Capita troppo spesso che, malgrado un reale interesse per la qualità percepita dai pazienti,
laddove questi dati sono raccolti restino sconosciuti a chi lavora sul campo a stretto contatto
con i pazienti o poco utilizzati e discussi criticamente e che la loro utilizzabilità possa essere
pregiudicata dal livello di analisi spesso focalizzata sulle organizzazioni a livello macro,
anziché sulle unità elementari di erogazione dell’assistenza. Fino a quando il professionista
non riuscirà ad indossare “gli occhiali del paziente” non riuscirà ad offrire un’assistenza che
sia davvero di qualità.

Sarà capitato almeno una volta al personale di un reparto ospedaliero o di altri


servizi sanitari di chiedere ai propri pazienti di compilare un “questionario di
gradimento” dell’assistenza ricevuta. Viene però spontaneo chiedersi quante volte
queste attività sono state condotte all’interno di un piano strategico di presidio o aziendale,
o sotto la regia della governance regionale/nazionale? Quale attenzione è stata posta agli
aspetti “metodologici” della rilevazione? Quale utilizzo è stato fatto dei risultati raccolti?
Perché la rilevazione non si è ripetuta nel tempo? I risultati hanno fornito input per il
miglioramento della qualità dei servizi sanitari? E la qualità dei servizi è migliorata? Alcune
di queste domande sono alla base del dibattito attualmente in corso in Gran Bretagna e
guidato dalla Angela Coulter[1] per anni direttore del Picker Institute e oggi professore
associato alla Oxford University. Sebbene l’Inghilterra sia stata pioniera nel campo delle
patient experience survey, e su questo abbia fatto e continui a fare scuola, sembrerebbe
abbia ancora davanti a sé un po’ di strada da percorrere. Ma partiamo dalle origini. Dal
2002 l’NHS ha reso obbligatoria la raccolta di informazioni sull’esperienza dei
pazienti, e a tal fine sono stati istituiti programmi nazionali ad hoc, con lo scopo di
condurre survey in ambito sanitario e sociosanitario (Box 1). Box 1. Alcuni esempi
delle survey regolarmente condotte in Inghilterra.
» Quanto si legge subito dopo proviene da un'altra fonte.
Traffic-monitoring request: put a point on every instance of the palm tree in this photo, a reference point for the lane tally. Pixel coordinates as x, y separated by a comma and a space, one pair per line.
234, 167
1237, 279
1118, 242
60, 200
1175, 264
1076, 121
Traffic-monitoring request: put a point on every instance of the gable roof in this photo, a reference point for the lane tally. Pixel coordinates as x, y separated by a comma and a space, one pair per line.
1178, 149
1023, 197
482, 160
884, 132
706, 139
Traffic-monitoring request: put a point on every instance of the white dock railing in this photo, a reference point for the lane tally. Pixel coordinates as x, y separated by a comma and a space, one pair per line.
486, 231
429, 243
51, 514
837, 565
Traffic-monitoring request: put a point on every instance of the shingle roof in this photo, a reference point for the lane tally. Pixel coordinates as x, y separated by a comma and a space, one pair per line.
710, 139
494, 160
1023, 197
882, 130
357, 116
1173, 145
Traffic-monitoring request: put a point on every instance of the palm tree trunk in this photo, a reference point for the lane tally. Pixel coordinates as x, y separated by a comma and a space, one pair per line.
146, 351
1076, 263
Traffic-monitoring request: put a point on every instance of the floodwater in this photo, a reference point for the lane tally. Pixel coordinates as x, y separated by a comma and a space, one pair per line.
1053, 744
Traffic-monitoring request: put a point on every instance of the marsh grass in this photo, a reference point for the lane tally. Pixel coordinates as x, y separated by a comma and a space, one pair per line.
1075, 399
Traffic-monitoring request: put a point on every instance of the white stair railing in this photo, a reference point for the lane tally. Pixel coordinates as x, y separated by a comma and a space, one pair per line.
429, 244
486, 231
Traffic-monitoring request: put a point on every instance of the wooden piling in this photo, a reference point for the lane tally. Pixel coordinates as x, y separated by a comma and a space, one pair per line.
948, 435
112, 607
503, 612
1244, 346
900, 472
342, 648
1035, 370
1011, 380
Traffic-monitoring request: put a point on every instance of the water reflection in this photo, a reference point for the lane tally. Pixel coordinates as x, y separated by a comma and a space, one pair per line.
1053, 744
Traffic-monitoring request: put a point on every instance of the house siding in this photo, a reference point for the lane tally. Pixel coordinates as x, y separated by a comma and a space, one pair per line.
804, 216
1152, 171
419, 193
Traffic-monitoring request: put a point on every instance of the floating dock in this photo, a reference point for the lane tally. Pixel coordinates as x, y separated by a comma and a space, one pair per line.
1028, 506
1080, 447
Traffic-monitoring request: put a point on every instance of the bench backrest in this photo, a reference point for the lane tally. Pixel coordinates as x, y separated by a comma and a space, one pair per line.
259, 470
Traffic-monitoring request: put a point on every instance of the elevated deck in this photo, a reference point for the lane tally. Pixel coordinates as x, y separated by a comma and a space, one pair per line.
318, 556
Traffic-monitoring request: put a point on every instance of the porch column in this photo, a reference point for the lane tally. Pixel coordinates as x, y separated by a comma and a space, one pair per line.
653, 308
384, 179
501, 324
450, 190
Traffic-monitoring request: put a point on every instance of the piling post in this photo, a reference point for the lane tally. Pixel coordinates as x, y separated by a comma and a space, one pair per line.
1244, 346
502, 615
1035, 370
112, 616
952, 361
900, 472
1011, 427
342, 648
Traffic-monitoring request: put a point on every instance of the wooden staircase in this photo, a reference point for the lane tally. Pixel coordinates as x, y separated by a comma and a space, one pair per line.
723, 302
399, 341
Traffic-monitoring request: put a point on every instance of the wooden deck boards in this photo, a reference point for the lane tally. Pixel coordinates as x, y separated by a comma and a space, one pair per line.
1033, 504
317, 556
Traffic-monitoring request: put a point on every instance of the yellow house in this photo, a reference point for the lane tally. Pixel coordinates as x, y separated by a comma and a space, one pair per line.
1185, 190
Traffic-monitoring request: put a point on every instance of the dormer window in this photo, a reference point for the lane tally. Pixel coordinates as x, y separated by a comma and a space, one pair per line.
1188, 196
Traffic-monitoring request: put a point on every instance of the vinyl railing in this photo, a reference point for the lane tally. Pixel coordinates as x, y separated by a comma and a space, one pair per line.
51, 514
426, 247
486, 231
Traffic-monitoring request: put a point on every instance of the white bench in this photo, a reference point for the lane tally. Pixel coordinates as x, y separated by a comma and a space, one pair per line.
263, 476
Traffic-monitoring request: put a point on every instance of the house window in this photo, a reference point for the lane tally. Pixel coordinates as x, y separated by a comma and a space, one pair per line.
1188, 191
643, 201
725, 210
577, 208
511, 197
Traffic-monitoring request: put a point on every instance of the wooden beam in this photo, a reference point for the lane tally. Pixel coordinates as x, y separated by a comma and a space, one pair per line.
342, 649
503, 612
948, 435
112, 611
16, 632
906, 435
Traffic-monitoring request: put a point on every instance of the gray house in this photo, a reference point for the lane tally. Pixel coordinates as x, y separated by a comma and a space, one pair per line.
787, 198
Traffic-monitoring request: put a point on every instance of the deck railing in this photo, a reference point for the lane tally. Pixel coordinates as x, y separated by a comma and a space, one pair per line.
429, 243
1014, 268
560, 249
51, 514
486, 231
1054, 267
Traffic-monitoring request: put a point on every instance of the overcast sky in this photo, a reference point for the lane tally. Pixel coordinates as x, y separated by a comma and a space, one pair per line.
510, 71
• Indagini sui servizi di ricovero ospedaliero, ambulatoriale, del pronto soccorso, dei
servizi per la salute mentale e materna[a];
• Indagini sull’assistenza erogata dai medici di famiglia[b];
• Indagini rivolte ai pazienti oncologici[c];
• Rilevazione dei patient reported outcome, con cui si misurano gli outcome percepiti di
quattro procedure chirurgiche elettive (sostituzione dell’anca e del ginocchio, chirurgia
delle vene varicose e ernia inguinale), alle quali se ne aggiungeranno delle altre nei
prossimi mesi[d];
• Friends and Family Test (FFT)[e].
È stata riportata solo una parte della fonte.